Let $\Omega \subset \mathbb{R}^n$ be open. Let $u,v \in L^1_\text{loc}(\Omega)$ with $u \ne 0$ a.e on a set of positive measure. Assume that $$\phi \in C_c^\infty(\Omega), \int u\phi > 0 \implies \int v \phi \ge 0$$
Show that there exists $ \lambda \ge 0$ such that $v=\lambda u$
My try: I tried constructing this problem first in the abstract setting. Let $E$ be an arbitrary vector space. Let $u$ and $v$ be functionals on $E$ with $u \ne 0$. Assume that $$\phi \in E, u(\phi) \gt 0 \implies v (\phi) \ge 0$$ Show that there exists $ \lambda \ge 0$ such that $v=\lambda u$. If I am able to show that then the original question follows by takiing $E=C_c^\infty(\Omega)$.
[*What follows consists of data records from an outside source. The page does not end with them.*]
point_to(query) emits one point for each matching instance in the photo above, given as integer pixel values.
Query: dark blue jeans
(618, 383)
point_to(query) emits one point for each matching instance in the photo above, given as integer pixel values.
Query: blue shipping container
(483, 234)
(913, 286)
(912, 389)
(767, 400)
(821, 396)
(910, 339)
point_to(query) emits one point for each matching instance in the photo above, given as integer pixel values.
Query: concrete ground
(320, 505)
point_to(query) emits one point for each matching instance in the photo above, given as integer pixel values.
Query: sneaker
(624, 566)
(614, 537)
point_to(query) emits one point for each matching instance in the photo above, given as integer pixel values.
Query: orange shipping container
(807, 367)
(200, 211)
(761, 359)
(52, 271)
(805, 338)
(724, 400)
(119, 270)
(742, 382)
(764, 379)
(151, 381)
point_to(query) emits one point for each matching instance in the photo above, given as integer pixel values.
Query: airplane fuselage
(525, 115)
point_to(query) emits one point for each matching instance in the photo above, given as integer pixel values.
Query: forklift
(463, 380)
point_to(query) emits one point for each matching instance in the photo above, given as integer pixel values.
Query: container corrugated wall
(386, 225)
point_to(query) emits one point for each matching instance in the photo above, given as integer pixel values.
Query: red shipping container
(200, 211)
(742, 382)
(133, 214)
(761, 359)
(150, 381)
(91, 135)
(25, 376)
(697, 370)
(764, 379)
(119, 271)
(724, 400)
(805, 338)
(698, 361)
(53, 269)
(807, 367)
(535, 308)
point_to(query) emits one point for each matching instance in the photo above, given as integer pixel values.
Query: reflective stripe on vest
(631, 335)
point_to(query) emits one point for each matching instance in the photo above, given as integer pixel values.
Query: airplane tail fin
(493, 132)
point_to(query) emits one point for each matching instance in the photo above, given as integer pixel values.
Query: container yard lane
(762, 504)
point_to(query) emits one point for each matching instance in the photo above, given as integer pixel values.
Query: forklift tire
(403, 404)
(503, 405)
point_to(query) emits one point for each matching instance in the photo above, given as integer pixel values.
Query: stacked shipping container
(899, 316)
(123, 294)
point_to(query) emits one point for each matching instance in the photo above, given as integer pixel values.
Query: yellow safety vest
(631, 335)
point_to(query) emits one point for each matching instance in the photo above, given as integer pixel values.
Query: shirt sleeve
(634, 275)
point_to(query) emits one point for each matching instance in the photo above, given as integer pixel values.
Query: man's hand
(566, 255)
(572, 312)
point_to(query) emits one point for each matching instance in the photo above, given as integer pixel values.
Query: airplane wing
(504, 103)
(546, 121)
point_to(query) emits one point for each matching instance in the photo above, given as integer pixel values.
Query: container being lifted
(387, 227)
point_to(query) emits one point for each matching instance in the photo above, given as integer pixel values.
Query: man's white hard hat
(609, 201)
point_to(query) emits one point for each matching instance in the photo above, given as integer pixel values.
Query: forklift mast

Since $u \ne 0$, there exists $\phi_0 \in E$ such that $u(\phi_0)=1$. For any $\epsilon \gt 0 , \phi \in E$, we have $u(\phi-\phi_0u(\phi)+\epsilon\phi_0)=\epsilon \gt 0$. So by the above property, $$v(\phi-\phi_0u(\phi)+\epsilon\phi_0) \ge 0 \implies v(\phi)-v(\phi_0)u(\phi)+\epsilon v(\phi_0) \ge 0$$. This happens for every $\epsilon \gt 0$. Hence $v(\phi) \ge u(\phi_0)u(\phi)$. But I am unable to conclude that equality holds.
How do I show that?? Thanks for the help!!